The Ministry of Finance released data on Friday confirming that Japanese authorities spent 9.79 trillion yen ($62.2 billion) intervening in the foreign exchange market to support the yen over the past month, in moves that kept the currency from testing new lows but are unlikely to reverse a longer-term decline.

Data on Friday showed core consumer inflation in Tokyo accelerated in May, but price growth excluding the effect of fuel eased, heightening uncertainty over the timing of the Bank of Japan’s next rate hike.

The offshore Chinese yuan was broadly steady versus the dollar at 7.2594 after an official factory survey showed China’s manufacturing activity unexpectedly fell in May.

(Reporting by Hannah Lang in New York and Joice Alves; additional reporting by Brigid Riley; Editing by Kirsten Donovan)

Frequently Asked Questions

What is inflation?
Inflation is the rate at which the general level of prices for goods and services rises, eroding purchasing power.
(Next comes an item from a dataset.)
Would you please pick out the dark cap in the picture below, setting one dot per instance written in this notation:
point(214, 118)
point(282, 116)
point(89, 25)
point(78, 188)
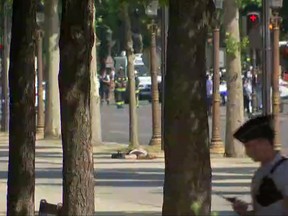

It is typically measured by the Consumer Price Index (CPI) or the Personal Consumption Expenditures (PCE) price index.
What is the Federal Reserve?
The Federal Reserve, often referred to as the Fed, is the central bank of the United States. It regulates the U.S. monetary and financial system, including setting interest rates and controlling the money supply.
What is a currency index?
A currency index measures the value of a currency against a basket of other currencies. It helps traders and investors assess the strength or weakness of a currency in the foreign exchange market.
What is the euro zone?
The euro zone is a group of European Union countries that have adopted the euro as their official currency. It facilitates easier trade and economic stability among member nations.
What is the Personal Consumption Expenditures (PCE) price index?
The PCE price index measures the average change over time in the prices paid by consumers for goods and services. It is a key indicator used by the Federal Reserve to gauge inflation.